California Governor, Lawmakers Nearing Agreements on Health Care Bills
California Gov. Arnold Schwarzenegger (R) and Democratic legislators are nearing agreements on several pieces of legislation that would limit insurers' profits on individual health plans, require plans to provide a minimum set of benefits and restrict insurers' ability to rescind coverage, the Los Angeles Times reports. According to the Times, "The new focus reflects how far Schwarzenegger remains from his original health care goal: to orchestrate medical insurance for the five million Californians who lack it." State lawmakers rejected Schwarzenegger's proposal in January, but many of the measures now being considered were included in the governor's plan.
For example, state Sen. Sheila Kuehl (D) says she is "very near" an agreement with the governor on legislation that would require insurers to spend at least 85% of premium income on medical care. Aides to the governor have requested that the bill (SB 1440) be amended to exempt new types of health insurance coverage from the 85% threshold for the first two years that they are available.

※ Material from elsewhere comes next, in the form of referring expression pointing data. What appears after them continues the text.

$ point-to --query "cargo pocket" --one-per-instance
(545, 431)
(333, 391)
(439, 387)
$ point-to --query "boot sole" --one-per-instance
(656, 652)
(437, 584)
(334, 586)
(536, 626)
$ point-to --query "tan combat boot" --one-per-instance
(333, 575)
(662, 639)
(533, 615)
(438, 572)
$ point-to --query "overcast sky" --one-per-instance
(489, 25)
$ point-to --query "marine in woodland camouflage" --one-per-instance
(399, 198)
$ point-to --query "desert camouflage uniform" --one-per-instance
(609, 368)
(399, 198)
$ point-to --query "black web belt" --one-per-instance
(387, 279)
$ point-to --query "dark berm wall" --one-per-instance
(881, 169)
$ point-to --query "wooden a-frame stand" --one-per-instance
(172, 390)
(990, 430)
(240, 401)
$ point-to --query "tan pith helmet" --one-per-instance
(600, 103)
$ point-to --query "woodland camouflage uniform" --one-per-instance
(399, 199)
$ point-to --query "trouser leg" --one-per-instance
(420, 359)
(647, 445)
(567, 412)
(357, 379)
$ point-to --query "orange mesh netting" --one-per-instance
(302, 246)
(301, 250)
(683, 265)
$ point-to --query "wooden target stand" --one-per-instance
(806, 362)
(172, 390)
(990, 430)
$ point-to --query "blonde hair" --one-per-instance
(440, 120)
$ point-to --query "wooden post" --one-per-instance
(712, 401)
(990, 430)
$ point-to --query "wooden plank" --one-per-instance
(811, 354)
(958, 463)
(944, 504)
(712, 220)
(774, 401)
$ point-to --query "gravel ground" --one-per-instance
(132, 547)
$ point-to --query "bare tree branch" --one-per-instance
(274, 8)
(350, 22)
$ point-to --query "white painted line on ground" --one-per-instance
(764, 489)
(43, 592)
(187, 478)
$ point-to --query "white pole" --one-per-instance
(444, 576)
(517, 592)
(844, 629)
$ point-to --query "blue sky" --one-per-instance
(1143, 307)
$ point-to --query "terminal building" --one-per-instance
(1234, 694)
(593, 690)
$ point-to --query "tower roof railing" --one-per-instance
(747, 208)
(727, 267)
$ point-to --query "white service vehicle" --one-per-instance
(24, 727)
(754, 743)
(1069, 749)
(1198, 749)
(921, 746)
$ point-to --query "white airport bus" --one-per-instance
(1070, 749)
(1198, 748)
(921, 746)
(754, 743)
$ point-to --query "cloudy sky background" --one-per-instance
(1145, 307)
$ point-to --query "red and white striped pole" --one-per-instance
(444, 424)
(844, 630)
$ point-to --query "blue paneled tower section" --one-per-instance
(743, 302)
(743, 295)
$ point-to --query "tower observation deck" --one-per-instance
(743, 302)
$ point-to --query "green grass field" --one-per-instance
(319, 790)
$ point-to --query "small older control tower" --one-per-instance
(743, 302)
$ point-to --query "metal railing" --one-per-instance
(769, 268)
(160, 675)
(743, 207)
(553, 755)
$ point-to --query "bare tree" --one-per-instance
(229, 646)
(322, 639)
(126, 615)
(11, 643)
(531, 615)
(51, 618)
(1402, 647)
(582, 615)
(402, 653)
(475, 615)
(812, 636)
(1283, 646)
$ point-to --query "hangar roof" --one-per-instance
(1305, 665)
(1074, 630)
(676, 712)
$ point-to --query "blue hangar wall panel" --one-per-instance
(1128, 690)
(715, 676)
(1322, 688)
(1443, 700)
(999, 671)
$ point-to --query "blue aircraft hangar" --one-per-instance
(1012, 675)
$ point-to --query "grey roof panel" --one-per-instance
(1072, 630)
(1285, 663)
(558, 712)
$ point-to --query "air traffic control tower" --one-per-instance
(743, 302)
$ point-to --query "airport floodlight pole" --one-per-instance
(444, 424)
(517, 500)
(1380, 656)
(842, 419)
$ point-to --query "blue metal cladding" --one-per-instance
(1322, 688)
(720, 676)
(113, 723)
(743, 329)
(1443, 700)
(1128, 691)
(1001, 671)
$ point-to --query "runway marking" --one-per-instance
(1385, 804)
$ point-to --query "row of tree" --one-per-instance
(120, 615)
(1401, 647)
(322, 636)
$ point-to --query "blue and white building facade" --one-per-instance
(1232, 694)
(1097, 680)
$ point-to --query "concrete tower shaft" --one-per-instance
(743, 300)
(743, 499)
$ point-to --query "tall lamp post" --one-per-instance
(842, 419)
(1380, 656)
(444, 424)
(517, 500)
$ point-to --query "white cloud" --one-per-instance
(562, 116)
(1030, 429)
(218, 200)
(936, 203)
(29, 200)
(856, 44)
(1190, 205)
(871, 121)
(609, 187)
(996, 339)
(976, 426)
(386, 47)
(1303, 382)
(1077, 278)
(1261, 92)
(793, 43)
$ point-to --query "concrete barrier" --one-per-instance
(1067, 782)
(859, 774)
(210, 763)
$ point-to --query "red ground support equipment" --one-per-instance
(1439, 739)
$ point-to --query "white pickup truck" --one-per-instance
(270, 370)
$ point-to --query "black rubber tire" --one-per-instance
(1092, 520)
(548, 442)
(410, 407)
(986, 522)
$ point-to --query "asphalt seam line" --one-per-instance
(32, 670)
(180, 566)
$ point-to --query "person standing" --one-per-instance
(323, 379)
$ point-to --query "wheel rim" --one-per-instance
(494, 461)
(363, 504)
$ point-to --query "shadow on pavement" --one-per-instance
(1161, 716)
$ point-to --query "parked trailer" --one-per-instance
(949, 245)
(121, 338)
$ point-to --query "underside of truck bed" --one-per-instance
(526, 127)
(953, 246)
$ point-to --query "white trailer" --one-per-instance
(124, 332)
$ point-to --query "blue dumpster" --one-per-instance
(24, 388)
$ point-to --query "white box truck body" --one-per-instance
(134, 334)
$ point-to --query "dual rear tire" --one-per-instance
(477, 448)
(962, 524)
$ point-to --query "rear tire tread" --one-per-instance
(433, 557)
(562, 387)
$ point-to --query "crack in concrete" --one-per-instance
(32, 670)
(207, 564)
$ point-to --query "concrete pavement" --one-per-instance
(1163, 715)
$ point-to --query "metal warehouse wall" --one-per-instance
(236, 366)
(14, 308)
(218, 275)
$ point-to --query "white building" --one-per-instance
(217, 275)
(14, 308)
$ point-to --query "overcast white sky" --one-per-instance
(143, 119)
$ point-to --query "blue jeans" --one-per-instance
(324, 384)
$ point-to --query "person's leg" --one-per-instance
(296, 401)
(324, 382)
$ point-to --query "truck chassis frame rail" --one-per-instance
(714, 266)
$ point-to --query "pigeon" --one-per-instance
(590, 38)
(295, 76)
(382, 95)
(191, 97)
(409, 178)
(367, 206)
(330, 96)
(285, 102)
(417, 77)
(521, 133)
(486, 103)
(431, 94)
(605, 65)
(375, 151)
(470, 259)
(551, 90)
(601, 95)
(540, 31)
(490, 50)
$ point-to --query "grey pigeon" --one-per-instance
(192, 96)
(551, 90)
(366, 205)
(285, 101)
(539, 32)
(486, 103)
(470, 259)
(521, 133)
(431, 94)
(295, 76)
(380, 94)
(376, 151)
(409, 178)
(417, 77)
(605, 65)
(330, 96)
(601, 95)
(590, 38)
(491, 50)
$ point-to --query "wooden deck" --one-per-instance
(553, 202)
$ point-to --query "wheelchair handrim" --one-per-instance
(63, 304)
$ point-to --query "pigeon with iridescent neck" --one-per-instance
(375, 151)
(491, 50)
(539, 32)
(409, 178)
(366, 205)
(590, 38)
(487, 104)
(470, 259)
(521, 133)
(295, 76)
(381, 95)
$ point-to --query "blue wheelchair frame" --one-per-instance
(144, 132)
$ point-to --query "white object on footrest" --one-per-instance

In addition, Schwarzenegger is in talks with Sen. Darrel Steinberg (D-Sacramento) over changes to a bill (SB 1522) that would require individual health insurance policies to cover physician services, preventive care and hospital services. It also would cap members' annual out-of-pocket costs and require state regulators to classify health plans into five categories, with the aim of making it easier for consumers to compare health insurance options. Gov. Schwarzenegger has asked Steinberg to drop the coverage mandates from the bill and keep it focused on categorizing health plans.
Three bills dealing with health insurance policy rescissions also are making their way through the state Legislature. Democrats want to require health insurers to seek state regulators' approval before rescinding policies and permitting rescissions only in the first 18 months that a member has a health insurance policy. Schwarzenegger supports allowing insurers to retain the ability to rescind policies, but he wants to create a process that would have independent arbitrators determine whether insurers could cancel coverage. He also supports creating new rules intended to boost insurers' review of applicants' medical histories (Rau, Los Angeles Times, 8/4).
Other Bills
Summaries of news about other recent action on health insurance regulation in California appear below.
- "Balance Billing": The California Department of Managed Health Care on Friday announced that it has completed new regulations aimed at limiting the practice of "balance billing" in emergency care situations. Balance billing occurs when health care providers bill patients directly for medical charges that health plans do not cover. The new rules permit DMHC to take action against providers who use balance billing (Glover, Sacramento Bee, 8/2).
- DMHC authority: Also on Friday, the governor vetoed a bill (AB 1155) that would have widened DMHC's authority to fine health insurers that did not pay medical bills. Schwarzenegger said the bill was aimed at sidestepping DMHC's independent dispute resolution process (Los Angeles Times, 8/2).